Are there other platforms out there? Absolutely — I’m on them. But none of them have the reach that TikTok has,” she said.

Jason Linton, a different TikTok maker who has engaged with users all across the world and shares videos of his three adopted children, opposed the restriction. During a press conference on Wednesday, Linton pleaded with our leaders not to destroy the community that we had all worked so hard to create.

Three politicians from the Democratic Party are also criticizing the restriction in addition to content creators. According to lawmaker Mark Pocan, he said that a “xenophobic witch hunt” was motivating some in Congress to seek a ban, a report by the news agency Reuters said. “Banning TikTok isn’t the answer. Making sure Americans’ data is safe is,” Pocan added.

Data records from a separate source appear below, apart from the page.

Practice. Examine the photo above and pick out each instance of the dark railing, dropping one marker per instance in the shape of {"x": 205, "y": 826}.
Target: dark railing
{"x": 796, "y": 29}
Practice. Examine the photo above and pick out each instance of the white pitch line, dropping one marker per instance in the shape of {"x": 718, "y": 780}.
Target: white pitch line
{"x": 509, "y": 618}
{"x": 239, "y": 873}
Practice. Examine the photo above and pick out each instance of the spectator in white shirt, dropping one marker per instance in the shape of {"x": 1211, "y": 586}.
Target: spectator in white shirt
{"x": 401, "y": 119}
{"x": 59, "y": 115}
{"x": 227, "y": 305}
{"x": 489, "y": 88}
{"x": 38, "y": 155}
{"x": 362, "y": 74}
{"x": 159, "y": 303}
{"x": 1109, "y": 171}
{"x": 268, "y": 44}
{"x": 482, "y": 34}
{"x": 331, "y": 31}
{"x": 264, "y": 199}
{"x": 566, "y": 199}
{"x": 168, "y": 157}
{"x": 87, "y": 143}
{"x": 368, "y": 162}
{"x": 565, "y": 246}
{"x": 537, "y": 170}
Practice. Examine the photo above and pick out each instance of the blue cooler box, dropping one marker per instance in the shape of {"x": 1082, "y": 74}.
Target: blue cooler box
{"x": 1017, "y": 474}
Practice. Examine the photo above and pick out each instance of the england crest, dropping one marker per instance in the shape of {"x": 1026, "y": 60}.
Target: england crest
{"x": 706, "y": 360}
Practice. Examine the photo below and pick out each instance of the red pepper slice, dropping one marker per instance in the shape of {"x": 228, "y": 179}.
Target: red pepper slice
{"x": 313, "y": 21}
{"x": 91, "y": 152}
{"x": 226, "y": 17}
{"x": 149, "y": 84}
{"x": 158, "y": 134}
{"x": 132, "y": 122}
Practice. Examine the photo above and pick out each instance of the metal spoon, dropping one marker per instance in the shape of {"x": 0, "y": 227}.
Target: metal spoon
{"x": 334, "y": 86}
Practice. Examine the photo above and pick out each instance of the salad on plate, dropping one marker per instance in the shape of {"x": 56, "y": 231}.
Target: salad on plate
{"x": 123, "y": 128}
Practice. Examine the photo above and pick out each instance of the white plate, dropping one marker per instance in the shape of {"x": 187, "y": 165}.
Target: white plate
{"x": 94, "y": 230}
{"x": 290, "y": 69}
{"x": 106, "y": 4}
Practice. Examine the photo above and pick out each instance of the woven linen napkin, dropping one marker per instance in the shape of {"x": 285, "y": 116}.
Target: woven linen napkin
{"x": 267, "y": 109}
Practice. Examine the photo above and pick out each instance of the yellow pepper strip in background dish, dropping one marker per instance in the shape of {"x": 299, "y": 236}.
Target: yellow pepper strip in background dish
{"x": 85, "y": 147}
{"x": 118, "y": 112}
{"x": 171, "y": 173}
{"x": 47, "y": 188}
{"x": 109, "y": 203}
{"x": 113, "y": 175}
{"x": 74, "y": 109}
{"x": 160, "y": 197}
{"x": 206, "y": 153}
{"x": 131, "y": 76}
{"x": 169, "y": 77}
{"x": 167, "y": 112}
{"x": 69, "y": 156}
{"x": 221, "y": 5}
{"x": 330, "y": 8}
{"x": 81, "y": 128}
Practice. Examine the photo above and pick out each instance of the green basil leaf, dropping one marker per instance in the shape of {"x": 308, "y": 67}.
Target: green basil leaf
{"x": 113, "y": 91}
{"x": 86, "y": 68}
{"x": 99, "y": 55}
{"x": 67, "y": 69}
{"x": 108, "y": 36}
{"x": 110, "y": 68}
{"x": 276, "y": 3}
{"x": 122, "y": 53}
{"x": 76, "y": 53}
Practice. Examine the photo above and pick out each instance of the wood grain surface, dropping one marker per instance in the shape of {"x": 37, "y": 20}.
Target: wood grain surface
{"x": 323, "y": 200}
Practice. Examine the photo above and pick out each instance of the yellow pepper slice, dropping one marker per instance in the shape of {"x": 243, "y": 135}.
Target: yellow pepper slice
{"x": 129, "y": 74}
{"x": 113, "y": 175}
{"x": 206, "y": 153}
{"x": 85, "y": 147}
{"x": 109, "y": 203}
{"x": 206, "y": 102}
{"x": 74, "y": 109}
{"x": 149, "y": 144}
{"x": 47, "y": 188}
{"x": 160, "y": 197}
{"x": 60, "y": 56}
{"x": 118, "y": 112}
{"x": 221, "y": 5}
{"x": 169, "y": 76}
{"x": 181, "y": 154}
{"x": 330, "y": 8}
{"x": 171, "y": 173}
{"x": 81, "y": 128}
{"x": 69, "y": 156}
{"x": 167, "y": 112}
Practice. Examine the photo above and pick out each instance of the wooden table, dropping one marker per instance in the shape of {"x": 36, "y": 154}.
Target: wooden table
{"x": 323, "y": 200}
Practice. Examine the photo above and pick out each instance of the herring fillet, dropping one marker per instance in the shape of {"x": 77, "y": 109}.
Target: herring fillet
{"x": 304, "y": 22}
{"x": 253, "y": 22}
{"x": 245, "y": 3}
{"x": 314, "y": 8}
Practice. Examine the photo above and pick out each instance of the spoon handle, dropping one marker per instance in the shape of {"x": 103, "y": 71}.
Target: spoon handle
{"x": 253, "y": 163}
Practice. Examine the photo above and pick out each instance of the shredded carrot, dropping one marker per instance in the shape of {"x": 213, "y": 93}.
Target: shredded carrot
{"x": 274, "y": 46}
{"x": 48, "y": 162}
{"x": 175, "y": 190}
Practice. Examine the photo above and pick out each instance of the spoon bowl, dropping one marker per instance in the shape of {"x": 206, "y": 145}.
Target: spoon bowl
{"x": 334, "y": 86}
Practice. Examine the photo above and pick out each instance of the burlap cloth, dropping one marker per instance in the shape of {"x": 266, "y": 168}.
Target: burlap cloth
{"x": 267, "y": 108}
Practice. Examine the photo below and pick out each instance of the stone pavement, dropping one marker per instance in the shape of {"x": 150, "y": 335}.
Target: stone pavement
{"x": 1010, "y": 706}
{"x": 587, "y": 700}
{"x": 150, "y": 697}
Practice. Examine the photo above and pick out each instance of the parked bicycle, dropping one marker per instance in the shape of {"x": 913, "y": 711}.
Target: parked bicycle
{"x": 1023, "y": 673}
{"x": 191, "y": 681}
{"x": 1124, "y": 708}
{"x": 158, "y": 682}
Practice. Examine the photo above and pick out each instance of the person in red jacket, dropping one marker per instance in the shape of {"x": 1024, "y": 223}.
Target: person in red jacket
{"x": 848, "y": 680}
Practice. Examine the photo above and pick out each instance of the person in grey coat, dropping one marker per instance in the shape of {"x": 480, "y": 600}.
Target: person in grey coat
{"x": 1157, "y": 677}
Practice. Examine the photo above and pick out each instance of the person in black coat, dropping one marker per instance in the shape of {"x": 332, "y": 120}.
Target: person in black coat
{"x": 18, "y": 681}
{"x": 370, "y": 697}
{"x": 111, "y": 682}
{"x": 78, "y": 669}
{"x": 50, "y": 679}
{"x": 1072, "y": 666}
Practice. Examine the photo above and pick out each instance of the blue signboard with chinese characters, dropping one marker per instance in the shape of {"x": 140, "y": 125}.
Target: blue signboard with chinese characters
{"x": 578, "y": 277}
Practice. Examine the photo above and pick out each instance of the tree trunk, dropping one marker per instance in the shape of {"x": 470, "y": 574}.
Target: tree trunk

Also read: Tiktok-Updates-Its-Content-Rules-As-Pressure-From-The-West-Increases

Democratic leader and senator Ed Markey stated on the Senate floor on Wednesday that while TikTok posed a problem that needed to be addressed, it wasn’t the only threat to young people’s privacy from surveillance.

American politicians and government representatives have demanded that TikTok be taken off app stores unless it is acquired by a US corporation after alleging that ByteDance, the platform’s parent company, can provide the Chinese government access to user data.

Shou Zi Chew, the CEO of TikTok, will testify before the House Energy and Commerce Committee later on Thursday and answer inquiries from lawmakers who want to outlaw the app. Tuesday, Chew reported that nearly half of all US internet users use TikTok, which has more than 150 million active monthly users.